Both the heads of the Federal Bureau of Investigation (FBI) and the Department of Homeland Security (DHS) acknowledged that given worldwide uncertainty combined with the war between Israel and Hamas, it is a time to be concerned about terrorist threats to the homeland. They added no threats we face are getting any easier and the chance of an incident on U.S. soil has increased.
“Lone actors, homegrown violent extremists inspired by foreign terrorist organizations are in many ways the biggest threat we face here in the homeland,” testified FBI Director Christopher Wray.
Wray admitted the gaps in U.S. intelligence are real.
“What would you tell Americans right now about the threat today as compared to before?” asked Sen. Rick Scott (R-FL).
“This is not a time for panic, but it is a time for vigilance,” responded Wray. “We shouldn’t stop conducting our daily lives, going to schools, houses of worship, and so forth, but we should be vigilant.”
Wray also acknowledged threats to the Jewish community are at historic levels.
“The Jewish community is uniquely, uniquely targeted by pretty much every terrorist organization across, and when you look at a group that makes up 2.4%, roughly, of the American population, it should be jarring to everyone that that same population accounts for something like 60% of all religious-based hate crimes,” he said.
DHS Secretary Alejandro Mayorkas fielded questions on his agency’s attempts to keep track of known terrorists crossing the U.S. southern border.
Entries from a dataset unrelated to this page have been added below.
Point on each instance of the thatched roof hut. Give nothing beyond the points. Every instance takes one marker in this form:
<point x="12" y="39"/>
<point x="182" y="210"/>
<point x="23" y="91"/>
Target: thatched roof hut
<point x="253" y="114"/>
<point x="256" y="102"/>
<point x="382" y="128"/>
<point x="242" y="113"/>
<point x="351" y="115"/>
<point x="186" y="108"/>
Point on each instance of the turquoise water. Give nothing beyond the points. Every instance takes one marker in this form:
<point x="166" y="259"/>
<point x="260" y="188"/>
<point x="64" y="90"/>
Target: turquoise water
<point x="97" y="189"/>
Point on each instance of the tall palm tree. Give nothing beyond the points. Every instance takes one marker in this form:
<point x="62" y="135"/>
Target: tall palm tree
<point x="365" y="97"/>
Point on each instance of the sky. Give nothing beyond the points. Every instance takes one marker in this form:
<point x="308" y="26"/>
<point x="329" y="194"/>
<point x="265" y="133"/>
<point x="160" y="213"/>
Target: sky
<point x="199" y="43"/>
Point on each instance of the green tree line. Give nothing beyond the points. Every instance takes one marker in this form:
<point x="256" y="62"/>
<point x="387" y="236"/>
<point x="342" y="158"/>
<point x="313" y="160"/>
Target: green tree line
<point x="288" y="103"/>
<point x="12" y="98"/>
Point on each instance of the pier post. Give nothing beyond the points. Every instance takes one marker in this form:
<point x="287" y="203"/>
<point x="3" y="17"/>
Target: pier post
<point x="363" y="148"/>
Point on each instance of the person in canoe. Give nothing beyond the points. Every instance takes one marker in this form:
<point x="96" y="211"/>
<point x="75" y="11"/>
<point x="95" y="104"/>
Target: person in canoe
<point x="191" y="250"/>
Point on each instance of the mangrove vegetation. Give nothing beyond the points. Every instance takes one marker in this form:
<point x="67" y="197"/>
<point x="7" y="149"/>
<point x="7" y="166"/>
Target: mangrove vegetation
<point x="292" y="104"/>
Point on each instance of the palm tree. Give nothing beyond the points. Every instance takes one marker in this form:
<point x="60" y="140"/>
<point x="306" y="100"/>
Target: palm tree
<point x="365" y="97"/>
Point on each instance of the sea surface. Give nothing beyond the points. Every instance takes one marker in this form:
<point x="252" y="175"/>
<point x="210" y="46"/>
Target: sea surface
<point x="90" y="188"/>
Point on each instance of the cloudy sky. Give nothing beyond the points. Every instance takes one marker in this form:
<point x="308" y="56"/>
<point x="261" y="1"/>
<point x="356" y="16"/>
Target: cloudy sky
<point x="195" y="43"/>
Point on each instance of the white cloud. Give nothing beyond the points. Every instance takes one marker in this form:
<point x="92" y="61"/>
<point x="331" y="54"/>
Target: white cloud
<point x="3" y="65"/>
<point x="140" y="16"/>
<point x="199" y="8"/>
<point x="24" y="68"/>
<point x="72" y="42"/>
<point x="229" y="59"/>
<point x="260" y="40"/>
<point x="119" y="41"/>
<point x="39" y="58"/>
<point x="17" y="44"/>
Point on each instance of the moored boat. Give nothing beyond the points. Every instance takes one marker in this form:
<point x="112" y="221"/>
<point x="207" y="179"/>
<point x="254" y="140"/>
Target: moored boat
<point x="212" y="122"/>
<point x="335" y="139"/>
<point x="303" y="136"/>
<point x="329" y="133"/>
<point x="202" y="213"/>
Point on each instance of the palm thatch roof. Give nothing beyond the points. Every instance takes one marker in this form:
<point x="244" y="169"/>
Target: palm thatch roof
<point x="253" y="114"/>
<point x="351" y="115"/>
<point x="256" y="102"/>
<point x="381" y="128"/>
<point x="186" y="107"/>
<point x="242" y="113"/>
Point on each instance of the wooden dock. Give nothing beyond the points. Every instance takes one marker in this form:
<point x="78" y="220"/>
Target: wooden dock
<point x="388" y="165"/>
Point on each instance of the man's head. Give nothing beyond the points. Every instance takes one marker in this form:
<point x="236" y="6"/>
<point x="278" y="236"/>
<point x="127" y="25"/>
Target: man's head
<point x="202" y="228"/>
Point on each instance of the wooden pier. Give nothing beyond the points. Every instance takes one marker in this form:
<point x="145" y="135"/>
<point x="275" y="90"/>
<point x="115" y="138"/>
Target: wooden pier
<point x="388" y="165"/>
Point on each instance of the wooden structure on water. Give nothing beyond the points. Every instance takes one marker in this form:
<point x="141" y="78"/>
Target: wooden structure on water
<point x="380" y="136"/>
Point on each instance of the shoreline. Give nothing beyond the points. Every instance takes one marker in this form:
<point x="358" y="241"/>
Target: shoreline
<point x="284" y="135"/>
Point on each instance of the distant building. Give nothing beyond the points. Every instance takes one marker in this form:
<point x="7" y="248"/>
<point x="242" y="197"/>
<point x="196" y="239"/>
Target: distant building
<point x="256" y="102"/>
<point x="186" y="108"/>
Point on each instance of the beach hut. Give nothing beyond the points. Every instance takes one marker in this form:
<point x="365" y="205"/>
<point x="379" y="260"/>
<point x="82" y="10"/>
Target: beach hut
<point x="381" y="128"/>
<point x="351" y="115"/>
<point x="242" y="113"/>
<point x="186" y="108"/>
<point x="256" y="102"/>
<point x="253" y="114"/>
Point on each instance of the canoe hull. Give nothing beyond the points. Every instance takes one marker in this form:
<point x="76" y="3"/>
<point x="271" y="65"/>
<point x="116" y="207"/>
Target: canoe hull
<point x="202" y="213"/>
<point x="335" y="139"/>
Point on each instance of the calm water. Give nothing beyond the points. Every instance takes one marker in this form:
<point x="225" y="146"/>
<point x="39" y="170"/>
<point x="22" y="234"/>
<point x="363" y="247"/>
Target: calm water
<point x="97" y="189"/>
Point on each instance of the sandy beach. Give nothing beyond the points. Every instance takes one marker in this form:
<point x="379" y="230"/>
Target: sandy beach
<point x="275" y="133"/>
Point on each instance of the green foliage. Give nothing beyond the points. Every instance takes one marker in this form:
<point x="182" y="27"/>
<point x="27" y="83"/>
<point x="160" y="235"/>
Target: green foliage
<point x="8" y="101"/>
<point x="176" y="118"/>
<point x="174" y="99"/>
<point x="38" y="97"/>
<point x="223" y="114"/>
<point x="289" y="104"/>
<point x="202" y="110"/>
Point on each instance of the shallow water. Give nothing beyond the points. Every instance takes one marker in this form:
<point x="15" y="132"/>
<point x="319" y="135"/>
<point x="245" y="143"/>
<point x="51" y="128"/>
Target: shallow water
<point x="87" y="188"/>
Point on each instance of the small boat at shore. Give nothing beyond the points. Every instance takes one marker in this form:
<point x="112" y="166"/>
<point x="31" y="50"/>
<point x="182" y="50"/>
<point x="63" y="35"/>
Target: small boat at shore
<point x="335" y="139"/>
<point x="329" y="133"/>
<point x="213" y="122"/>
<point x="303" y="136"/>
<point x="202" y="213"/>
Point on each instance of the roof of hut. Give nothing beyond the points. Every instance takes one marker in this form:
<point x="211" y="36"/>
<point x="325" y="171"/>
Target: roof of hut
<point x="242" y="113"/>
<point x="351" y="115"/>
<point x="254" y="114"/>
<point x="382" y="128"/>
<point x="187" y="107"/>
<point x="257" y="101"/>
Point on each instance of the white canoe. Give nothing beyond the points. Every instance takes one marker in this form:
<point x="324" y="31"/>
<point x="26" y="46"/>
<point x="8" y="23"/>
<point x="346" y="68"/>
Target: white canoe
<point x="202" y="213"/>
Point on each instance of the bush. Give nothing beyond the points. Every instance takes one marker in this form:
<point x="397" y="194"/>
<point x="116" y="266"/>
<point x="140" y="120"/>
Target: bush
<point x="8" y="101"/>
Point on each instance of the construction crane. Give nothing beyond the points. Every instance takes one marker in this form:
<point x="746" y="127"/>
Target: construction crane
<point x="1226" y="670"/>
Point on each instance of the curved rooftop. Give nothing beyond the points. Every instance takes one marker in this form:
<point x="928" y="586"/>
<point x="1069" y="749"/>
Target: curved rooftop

“Individuals imposing risk to national security are of the highest importance,” Mayorkas said.
Mayorkas was also questioned on the impact of the millions of people who have illegally crossed into the U.S. under President Biden’s watch.
“Where did these 6 million people go?” asked Sen. Ron Johnson (R-WI). “Are you keeping track of them? To what extent do we have a handle on where these 6 million people are in America?”
“Senator, as you well know, when an individual is indeed released, they are released into immigration enforcement proceedings and are subject to removal if they do not have a legal basis to remain in the United States,” Mayorkas responded.
One of Wray’s major concerns was the number of terrorist organizations explicitly calling for attacks in the U.S., which bumps the current threat risk to a whole new level.